OTDR vs Light Source and Power Meter

Both methods test fiber links. They answer different questions.

Light Source and Power Meter

Measures the total end-to-end loss of a fiber link. One person connects a calibrated light source at one end, another person reads the power meter at the other end. The difference is the total link loss. This is the standard method for loss certification because it measures the actual end-to-end optical performance the network equipment will see.

Limitations: it tells you the total loss but not where the loss is occurring. If a link fails, you know it is over budget, but you do not know which splice, connector, or section of fiber is responsible. It also requires two people (one at each end) and two test sessions for two wavelengths.

OTDR

Maps every event along the fiber with location and loss information. One person, one end, one test. Essential for troubleshooting because it pinpoints fault locations. Essential for acceptance testing of new construction because it documents every splice and connector individually.

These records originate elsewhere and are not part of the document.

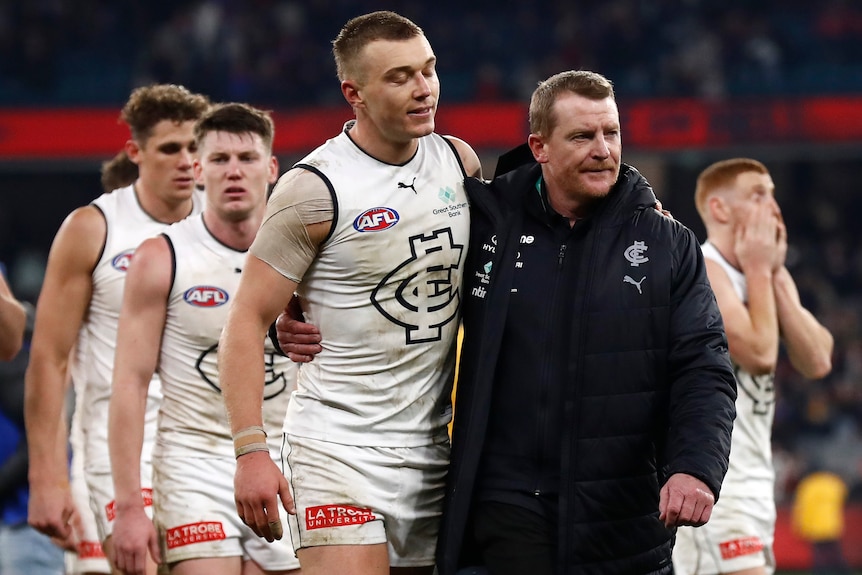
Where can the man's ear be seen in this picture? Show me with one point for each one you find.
(133, 150)
(351, 92)
(718, 209)
(537, 146)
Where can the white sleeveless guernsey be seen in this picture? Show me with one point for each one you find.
(127, 226)
(384, 290)
(193, 420)
(750, 473)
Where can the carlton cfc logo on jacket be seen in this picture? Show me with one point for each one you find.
(205, 296)
(375, 220)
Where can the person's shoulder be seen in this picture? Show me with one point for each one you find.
(468, 156)
(83, 224)
(299, 185)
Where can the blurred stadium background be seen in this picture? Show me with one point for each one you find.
(696, 80)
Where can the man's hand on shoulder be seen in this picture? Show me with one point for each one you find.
(685, 500)
(299, 340)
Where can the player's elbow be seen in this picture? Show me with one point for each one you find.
(9, 348)
(759, 364)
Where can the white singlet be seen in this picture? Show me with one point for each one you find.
(384, 290)
(750, 473)
(193, 421)
(127, 226)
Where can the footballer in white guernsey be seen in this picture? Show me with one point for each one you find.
(370, 231)
(745, 256)
(181, 285)
(81, 296)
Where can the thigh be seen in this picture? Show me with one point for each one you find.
(514, 540)
(358, 496)
(89, 557)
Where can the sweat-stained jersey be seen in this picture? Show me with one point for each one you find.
(127, 226)
(750, 473)
(193, 421)
(384, 291)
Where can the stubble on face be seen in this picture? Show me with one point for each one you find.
(399, 92)
(583, 153)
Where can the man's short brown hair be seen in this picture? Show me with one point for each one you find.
(722, 175)
(149, 105)
(236, 118)
(362, 30)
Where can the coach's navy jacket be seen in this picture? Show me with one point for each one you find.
(645, 385)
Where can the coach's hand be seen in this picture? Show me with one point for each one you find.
(50, 508)
(258, 484)
(685, 500)
(299, 340)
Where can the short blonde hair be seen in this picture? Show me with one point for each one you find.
(722, 175)
(361, 31)
(581, 82)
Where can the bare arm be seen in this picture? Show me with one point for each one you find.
(468, 156)
(263, 292)
(261, 295)
(12, 321)
(752, 331)
(139, 334)
(809, 344)
(62, 305)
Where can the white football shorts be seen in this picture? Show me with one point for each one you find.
(103, 504)
(738, 535)
(195, 515)
(88, 556)
(359, 495)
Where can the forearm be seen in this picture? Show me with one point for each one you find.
(809, 344)
(44, 401)
(241, 372)
(763, 340)
(126, 439)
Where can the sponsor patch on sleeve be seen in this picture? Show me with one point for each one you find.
(740, 547)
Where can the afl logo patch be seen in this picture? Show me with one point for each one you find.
(375, 220)
(121, 261)
(205, 296)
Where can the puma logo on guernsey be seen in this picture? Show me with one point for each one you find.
(402, 185)
(637, 284)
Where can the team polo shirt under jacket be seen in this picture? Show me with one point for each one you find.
(750, 473)
(193, 420)
(127, 226)
(384, 290)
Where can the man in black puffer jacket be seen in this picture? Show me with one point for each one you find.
(596, 396)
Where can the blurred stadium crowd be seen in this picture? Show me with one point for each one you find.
(276, 53)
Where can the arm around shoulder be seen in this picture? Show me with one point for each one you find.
(12, 321)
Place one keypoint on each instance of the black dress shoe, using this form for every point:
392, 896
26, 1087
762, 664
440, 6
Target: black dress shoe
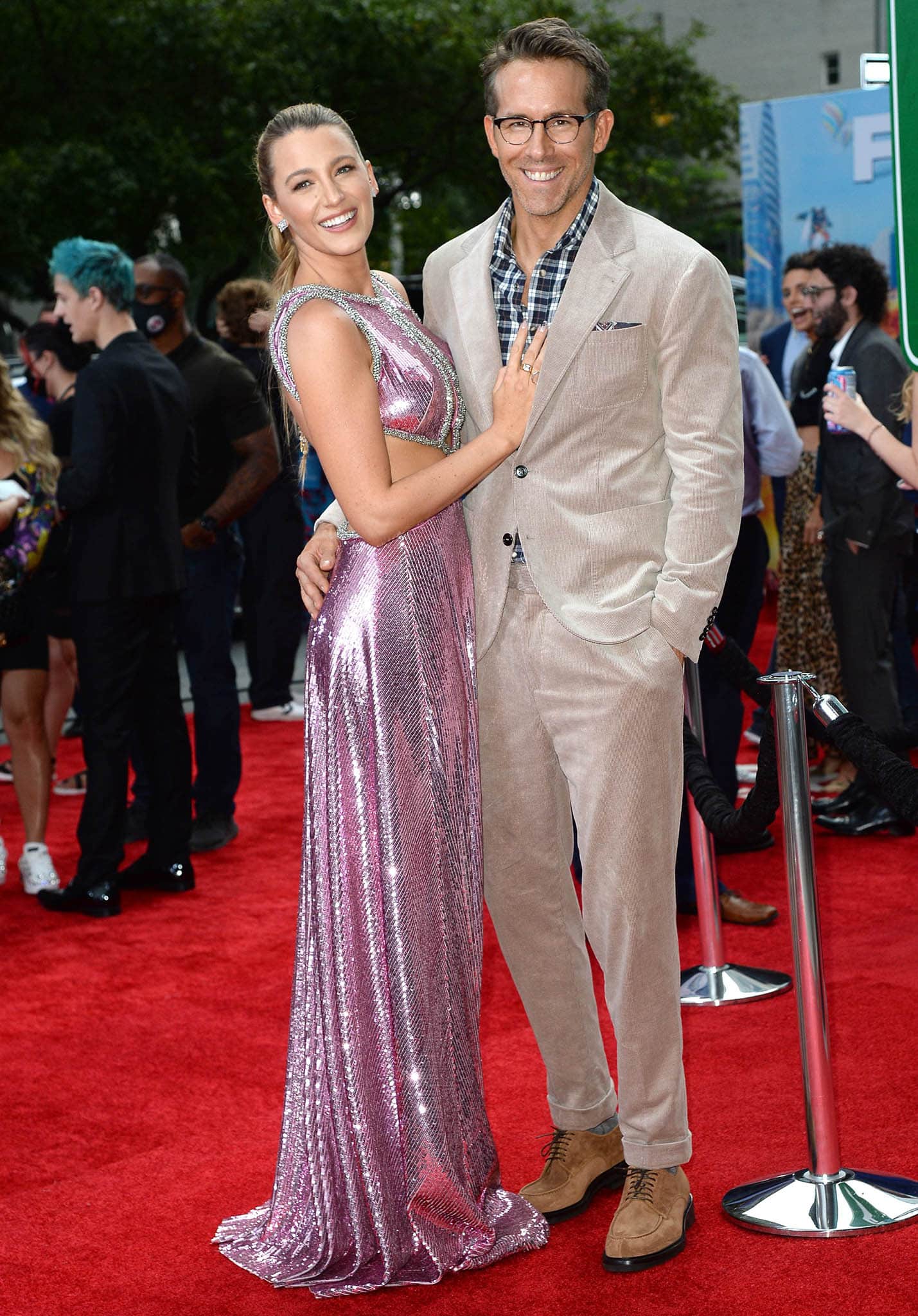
843, 802
865, 819
100, 900
212, 833
150, 876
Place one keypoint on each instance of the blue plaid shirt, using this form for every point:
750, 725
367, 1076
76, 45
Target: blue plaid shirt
546, 285
549, 278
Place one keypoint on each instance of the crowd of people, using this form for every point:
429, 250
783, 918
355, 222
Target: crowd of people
499, 653
118, 553
846, 606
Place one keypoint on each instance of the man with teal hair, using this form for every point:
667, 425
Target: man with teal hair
89, 265
120, 492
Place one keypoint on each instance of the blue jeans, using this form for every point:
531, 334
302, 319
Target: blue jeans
206, 632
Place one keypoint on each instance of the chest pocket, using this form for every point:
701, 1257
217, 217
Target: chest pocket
610, 370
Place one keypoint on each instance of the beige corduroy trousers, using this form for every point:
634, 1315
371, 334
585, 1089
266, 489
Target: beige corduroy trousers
569, 725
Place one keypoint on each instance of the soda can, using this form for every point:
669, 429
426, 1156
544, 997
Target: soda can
846, 379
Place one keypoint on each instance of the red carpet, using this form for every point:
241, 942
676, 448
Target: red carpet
144, 1066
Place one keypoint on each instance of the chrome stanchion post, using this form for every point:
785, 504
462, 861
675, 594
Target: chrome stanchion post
714, 982
826, 1199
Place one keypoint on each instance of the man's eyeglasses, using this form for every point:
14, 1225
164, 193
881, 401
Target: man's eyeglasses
561, 128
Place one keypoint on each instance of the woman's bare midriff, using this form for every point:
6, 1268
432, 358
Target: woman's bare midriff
405, 457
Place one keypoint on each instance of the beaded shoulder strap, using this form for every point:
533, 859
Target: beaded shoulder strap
291, 303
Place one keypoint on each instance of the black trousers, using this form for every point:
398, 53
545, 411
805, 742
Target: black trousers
861, 595
721, 703
272, 612
129, 682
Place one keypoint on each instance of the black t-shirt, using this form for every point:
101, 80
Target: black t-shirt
258, 362
225, 405
61, 424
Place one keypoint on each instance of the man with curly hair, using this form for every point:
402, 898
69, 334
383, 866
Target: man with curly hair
867, 522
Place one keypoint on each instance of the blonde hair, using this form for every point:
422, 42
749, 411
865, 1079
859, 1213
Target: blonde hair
236, 305
906, 399
25, 436
307, 115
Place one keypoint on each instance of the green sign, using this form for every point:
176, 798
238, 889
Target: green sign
904, 89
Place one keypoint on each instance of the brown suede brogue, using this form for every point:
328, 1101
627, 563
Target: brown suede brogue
576, 1165
650, 1224
736, 909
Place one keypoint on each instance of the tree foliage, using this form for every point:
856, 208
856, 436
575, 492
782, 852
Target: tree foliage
134, 121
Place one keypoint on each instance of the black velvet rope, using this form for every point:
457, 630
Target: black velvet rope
722, 820
895, 779
742, 673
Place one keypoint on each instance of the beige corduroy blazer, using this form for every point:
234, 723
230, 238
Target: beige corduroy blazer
626, 488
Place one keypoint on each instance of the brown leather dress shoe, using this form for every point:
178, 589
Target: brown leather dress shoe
736, 909
650, 1224
576, 1165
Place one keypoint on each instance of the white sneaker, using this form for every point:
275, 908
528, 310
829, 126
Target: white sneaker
37, 869
288, 712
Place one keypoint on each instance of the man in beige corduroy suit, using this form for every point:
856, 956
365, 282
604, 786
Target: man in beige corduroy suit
600, 552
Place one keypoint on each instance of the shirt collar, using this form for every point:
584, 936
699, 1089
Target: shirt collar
572, 236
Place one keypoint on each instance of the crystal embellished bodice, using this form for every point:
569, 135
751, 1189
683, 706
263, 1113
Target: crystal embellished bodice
419, 391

Limitations: OTDR loss measurements are less accurate than power meter measurements for total end-to-end loss because of dead zone effects and the gainer artifact discussed above. The OTDR also cannot measure the loss of the first and last connectors without launch and receive fibers.

When to Use Each

  • New construction acceptance: Both. OTDR for individual event documentation, power meter for end-to-end loss certification.
  • Troubleshooting a failed link: OTDR. You need to find where the problem is, not just confirm that the link fails.
  • Routine FTTH drop verification: Power meter is typically sufficient. The link is short, has few events, and end-to-end loss is the primary acceptance criterion.
  • Documenting a fiber plant for records: OTDR. The trace provides a permanent record of every event location and loss value for future reference.

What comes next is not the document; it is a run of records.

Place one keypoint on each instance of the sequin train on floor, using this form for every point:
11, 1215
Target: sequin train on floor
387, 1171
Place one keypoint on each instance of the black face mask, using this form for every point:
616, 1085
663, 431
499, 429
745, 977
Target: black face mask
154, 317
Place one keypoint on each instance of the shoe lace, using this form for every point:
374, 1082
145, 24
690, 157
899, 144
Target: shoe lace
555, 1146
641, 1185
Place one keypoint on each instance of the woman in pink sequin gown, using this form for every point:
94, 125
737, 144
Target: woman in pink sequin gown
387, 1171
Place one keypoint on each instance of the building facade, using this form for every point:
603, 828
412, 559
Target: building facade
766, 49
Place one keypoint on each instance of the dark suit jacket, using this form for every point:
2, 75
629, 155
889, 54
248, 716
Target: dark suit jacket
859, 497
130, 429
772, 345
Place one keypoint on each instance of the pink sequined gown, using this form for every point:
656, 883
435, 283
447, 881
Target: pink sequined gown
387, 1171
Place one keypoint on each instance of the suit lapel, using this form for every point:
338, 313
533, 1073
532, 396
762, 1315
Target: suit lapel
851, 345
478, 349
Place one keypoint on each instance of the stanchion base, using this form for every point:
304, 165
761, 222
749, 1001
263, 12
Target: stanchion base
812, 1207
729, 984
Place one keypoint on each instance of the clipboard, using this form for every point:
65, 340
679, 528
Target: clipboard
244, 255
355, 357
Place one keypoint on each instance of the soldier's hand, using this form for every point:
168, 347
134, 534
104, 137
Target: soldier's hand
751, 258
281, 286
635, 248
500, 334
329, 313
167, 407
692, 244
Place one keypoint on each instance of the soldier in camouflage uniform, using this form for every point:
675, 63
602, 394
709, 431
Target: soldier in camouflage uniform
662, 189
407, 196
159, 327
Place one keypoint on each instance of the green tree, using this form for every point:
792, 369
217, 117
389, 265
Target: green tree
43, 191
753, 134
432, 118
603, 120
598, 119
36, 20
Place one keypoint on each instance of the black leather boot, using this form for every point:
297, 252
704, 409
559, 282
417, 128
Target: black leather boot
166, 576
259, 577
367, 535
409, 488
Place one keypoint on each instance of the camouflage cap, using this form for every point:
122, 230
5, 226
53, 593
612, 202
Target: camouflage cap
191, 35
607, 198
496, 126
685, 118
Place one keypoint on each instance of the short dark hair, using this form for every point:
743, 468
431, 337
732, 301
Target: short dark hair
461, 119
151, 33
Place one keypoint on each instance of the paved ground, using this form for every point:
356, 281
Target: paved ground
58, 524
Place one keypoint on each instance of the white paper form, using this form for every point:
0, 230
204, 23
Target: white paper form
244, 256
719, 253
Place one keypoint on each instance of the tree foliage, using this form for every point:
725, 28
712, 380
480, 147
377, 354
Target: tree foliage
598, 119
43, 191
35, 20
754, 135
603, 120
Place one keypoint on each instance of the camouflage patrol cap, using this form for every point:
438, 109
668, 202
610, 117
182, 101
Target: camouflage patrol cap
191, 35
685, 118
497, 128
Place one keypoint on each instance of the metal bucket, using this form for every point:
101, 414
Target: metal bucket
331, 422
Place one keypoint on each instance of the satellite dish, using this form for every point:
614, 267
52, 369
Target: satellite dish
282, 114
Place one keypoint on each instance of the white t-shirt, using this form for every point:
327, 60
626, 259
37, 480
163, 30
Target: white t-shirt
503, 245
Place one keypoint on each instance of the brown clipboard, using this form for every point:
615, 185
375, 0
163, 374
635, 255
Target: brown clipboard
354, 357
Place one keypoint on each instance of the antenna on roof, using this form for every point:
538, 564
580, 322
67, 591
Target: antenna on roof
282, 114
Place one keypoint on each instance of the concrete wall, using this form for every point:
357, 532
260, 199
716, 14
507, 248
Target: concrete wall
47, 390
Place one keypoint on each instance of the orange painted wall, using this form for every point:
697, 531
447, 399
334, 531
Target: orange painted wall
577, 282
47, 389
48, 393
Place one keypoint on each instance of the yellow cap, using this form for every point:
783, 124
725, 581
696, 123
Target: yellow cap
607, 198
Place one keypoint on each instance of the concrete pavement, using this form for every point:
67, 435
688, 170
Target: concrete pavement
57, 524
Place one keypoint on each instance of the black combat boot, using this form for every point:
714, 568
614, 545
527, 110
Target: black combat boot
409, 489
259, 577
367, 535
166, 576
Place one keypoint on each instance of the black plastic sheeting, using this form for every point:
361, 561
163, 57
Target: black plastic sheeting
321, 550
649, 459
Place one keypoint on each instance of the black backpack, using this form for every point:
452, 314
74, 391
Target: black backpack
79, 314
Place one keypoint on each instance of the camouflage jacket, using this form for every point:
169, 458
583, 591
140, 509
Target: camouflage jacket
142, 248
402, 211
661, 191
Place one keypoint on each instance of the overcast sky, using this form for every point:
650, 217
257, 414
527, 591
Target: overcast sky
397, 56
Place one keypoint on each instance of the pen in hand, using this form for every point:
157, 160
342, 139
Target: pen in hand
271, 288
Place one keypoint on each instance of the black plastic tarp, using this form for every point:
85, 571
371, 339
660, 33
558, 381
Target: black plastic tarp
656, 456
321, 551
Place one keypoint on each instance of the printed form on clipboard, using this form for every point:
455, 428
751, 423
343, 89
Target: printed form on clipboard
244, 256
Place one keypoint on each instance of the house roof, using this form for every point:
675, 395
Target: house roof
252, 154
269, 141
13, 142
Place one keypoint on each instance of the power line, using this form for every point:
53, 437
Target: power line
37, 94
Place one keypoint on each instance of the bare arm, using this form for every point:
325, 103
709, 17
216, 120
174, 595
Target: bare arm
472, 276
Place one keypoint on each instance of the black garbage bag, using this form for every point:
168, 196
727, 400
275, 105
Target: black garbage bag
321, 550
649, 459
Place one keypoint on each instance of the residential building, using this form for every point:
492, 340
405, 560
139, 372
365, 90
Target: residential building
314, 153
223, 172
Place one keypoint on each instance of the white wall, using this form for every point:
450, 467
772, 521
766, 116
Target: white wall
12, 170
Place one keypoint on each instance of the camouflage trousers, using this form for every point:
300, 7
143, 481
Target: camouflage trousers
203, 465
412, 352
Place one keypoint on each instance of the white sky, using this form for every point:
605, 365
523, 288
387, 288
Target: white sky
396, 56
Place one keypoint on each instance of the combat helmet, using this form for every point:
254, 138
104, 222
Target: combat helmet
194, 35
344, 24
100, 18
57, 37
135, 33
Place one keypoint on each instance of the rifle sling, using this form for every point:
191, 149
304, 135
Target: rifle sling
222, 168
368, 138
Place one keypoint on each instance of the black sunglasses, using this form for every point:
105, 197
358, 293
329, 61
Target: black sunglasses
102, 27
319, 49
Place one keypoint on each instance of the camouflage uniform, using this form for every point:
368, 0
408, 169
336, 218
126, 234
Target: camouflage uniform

Common OTDR Testing Mistakes

  • Skipping the launch fiber. Without a launch fiber, you cannot measure the first connector. You are flying blind on the connection that is most likely to have problems.
  • Wrong pulse width. Too long and you cannot resolve closely spaced events (like two connectors 5 meters apart in a patch panel). Too short and you cannot reach the far end. Match the pulse width to the link length.
  • Testing only one wavelength. A link that passes at 1310nm can fail at 1550nm due to macrobends. Test both wavelengths.
  • Testing only one direction. Unidirectional OTDR testing can show gainers at splices that mask real loss. For accurate splice loss values, test from both ends and average the results (bidirectional testing).
  • Dirty OTDR port or launch fiber connectors. The OTDR port connector and launch fiber connectors must be clean. Contamination here shows up as a high-loss event at the beginning of every trace, and the resulting high reflectance can mask events in the dead zone. Clean every connector, including the OTDR's own port.